What are the next steps? First, measuring the bioavailability and toxicity of 11a in macaque monkeys.
Then, answering the following questions:
Does 11a reduce the viral load of macaque monkeys infected with several different isolates of SARS-CoV-2, and if so at what dose?
What’s the best dosing regime to assure permanent clearance of SARS-CoV-2 infection in macaque monkeys?
If successful, 11a will then begin phase 1 safety trials in healthy humans. This will be a dose-escalation trial in which increasing doses of the drug are administered to healthy volunteers, most likely in groups of twenty to forty per dose. The bioavailability and half-life of the drug in humans will be measured, along with the analysis of the breakdown products blood and urine. Such a test should be completed within two months. I suspect that they are already in progress, if not already complete.
If the phase 1 trials are successful, the ability of 11a to decrease viral load in volunteers with active SARS-CoV-2 infection will be examined next. Again, small groups of SARS-CoV-2 positive volunteers will be given increasing doses of 11a. To monitor any reduction or drug-related toxicity, viral load will be measured using nasopharyngeal swabs, saliva, bronchoalveolar lavage, and feces. Within days, researchers should know whether or not 11a performs as hoped.
Approving the drug for clinical use can take one of two possible routes. One is based on the ability to decrease viral load. Such was the case for approved anti-HIV drugs, for which reduction in the incidence of AIDS isn’t required. This is in part due to the long delay between infection and disease.

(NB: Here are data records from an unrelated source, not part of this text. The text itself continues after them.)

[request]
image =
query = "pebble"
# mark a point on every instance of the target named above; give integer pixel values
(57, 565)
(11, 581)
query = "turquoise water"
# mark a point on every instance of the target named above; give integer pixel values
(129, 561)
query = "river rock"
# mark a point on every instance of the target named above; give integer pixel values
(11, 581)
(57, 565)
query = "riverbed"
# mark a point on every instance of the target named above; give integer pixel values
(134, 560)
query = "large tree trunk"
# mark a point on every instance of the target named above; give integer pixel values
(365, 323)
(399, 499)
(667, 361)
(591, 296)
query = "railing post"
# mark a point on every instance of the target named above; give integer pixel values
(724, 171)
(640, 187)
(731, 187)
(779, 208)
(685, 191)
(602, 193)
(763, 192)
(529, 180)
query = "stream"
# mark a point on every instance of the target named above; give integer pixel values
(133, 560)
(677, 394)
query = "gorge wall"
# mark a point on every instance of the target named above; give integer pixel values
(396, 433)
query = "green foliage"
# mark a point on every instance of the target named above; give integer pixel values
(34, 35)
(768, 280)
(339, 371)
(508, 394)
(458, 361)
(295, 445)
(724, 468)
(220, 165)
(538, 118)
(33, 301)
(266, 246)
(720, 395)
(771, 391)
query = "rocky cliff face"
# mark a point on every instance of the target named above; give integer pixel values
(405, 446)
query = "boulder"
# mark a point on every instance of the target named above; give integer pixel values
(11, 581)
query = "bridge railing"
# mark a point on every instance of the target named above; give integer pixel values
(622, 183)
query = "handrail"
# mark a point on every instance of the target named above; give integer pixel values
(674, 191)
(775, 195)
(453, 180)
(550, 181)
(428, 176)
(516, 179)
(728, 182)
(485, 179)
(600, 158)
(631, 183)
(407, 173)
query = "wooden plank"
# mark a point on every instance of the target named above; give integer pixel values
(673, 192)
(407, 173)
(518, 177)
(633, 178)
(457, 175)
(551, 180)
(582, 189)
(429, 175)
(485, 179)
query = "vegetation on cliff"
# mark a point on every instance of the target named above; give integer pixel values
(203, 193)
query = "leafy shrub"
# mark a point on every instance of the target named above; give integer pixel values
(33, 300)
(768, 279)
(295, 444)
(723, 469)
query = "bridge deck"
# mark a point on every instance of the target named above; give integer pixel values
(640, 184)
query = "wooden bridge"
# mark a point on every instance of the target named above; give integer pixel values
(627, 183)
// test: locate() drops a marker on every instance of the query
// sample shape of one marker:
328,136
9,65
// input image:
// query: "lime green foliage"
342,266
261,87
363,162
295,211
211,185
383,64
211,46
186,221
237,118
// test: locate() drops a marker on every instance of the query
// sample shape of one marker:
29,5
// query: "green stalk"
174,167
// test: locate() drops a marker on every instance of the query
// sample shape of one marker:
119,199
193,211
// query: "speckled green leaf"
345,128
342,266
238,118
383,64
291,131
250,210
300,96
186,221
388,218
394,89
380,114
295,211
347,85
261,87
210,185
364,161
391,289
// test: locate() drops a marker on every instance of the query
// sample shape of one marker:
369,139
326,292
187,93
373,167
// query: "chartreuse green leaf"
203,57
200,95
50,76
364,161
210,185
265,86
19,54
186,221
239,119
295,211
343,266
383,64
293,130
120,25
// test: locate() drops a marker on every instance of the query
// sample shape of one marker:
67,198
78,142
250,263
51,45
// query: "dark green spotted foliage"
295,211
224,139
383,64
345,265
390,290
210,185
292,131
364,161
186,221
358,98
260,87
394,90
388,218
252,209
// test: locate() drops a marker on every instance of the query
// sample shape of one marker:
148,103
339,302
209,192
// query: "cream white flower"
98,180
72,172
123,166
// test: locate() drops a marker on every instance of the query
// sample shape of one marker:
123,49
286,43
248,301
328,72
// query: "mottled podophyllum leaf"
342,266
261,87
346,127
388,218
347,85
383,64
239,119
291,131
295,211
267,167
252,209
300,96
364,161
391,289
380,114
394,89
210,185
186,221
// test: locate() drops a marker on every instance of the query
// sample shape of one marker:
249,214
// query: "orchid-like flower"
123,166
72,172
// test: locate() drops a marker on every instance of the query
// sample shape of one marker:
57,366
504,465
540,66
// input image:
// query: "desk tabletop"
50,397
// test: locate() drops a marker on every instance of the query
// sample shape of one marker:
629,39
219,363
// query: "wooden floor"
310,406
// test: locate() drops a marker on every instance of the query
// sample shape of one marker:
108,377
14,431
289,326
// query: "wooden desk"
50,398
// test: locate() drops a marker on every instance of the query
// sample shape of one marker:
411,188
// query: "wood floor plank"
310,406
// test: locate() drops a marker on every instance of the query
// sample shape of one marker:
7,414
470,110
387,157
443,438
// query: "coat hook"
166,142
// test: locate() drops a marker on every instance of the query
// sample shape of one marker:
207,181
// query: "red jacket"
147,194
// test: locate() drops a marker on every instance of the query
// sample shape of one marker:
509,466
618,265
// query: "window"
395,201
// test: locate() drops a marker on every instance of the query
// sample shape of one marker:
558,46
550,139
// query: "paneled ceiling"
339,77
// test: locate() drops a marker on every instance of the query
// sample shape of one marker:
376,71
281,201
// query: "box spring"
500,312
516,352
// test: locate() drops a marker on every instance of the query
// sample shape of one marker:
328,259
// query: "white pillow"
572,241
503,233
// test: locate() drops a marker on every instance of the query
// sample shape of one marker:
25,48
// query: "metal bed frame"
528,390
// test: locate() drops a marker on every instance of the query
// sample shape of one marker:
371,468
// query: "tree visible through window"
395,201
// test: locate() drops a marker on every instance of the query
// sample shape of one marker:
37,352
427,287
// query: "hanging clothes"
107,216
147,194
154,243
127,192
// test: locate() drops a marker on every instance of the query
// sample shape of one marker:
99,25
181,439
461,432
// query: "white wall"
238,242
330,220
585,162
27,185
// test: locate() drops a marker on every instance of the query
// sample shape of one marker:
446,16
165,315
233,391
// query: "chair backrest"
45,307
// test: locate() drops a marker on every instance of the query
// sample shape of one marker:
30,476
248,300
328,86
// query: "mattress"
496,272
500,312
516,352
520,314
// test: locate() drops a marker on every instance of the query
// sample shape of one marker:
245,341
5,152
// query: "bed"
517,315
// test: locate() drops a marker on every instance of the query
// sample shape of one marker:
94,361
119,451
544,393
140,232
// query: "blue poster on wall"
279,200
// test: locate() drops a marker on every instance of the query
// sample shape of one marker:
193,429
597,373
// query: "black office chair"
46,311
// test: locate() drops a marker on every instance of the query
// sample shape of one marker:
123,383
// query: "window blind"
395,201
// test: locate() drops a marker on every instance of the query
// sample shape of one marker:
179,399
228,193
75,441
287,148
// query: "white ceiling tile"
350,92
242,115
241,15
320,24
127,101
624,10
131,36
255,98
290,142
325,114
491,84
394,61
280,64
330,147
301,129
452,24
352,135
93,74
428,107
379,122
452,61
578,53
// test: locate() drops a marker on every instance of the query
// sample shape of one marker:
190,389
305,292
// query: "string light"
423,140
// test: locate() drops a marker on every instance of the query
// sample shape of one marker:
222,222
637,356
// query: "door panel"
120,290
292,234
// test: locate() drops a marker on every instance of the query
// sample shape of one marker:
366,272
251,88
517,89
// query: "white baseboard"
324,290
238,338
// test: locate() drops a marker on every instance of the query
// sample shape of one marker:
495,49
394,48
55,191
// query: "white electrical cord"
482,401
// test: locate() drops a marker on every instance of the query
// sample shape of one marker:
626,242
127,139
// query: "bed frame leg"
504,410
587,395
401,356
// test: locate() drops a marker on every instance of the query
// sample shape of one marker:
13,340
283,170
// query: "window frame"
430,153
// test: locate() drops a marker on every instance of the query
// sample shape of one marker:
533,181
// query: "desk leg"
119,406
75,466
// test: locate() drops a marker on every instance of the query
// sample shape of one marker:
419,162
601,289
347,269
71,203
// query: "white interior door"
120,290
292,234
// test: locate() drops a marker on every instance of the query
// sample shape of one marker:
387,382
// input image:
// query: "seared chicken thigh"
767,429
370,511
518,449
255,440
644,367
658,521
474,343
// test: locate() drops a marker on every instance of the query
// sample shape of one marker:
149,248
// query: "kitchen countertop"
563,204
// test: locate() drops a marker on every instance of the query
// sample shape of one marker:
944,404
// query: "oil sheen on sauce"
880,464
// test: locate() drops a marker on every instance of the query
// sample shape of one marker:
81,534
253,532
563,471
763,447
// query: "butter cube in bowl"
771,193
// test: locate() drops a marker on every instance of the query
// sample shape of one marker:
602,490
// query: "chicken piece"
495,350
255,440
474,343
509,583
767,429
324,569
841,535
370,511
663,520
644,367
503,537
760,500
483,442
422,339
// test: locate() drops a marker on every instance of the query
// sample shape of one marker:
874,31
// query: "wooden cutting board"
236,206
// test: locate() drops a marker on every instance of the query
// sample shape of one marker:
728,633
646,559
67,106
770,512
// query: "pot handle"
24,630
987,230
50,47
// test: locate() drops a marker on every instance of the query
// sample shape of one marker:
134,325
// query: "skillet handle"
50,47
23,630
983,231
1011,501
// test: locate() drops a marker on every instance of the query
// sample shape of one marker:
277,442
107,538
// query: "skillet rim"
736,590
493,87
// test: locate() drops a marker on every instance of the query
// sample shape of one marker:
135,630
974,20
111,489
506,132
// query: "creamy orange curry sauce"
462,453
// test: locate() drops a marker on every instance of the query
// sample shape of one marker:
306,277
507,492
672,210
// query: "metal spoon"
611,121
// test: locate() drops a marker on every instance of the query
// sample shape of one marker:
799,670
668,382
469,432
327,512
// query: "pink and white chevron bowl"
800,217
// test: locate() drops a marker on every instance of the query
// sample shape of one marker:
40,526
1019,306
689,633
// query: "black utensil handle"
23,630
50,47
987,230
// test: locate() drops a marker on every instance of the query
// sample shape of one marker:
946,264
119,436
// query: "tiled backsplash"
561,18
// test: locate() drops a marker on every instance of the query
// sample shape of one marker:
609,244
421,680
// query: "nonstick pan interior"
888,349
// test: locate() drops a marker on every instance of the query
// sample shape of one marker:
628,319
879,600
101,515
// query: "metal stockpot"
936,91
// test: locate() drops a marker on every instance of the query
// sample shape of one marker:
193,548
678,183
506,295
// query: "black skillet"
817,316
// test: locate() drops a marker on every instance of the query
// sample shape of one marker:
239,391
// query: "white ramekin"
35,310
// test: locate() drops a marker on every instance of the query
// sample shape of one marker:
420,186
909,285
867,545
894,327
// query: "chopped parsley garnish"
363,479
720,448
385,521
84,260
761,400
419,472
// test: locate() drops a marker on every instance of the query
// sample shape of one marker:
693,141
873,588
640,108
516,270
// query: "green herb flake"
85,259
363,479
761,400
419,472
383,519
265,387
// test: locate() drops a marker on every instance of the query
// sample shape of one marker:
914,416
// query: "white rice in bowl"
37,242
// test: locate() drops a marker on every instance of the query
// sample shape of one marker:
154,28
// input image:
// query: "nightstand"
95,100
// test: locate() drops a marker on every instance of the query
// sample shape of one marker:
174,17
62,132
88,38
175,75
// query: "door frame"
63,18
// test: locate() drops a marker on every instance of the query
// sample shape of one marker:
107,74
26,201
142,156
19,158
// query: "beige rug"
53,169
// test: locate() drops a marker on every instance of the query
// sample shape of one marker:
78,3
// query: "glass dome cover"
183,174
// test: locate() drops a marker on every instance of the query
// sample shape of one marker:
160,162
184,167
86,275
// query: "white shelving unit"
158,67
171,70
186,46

The situation is different for Covid-19. The disease appears with mild symptoms within a week of infection, and with serious symptoms requiring hospitalization within two to three. Rather than a reduction of viral load, approval might be based on a reduction of mild to moderate symptoms (including chest x-rays to measure silent lung infection) or a significant decrease in the number of people who progress from infection to serious disease requiring hospitalization.
Given the urgency of our need, I favor approval based only on the ability of the drug to decrease the viral load by several orders of magnitude in all samples.
The good news is that regardless of the fate of 11a, this research group and many others are hot on the trail of a variety of drugs that will inhibit proteins needed for viral replication. I predict with confidence that by this time next year, cocktails of anti-viral drugs will be approved for use that effectively treat SARS-CoV-2 infections.
I also predict that thereafter, long-acting anti-viral drug formulations will be developed to prevent infection. Such drugs would function as short-acting vaccines to protect our healthcare workers and household members who test SARS-CoV-2 positive.
Lastly, I am confident that also by this time next year, an entirely different approach—use of anti-SARS-CoV-2 monoclonal antibodies—will be effective in tracing and preventing SARS-CoV-2 infections. In any case, help is on the way!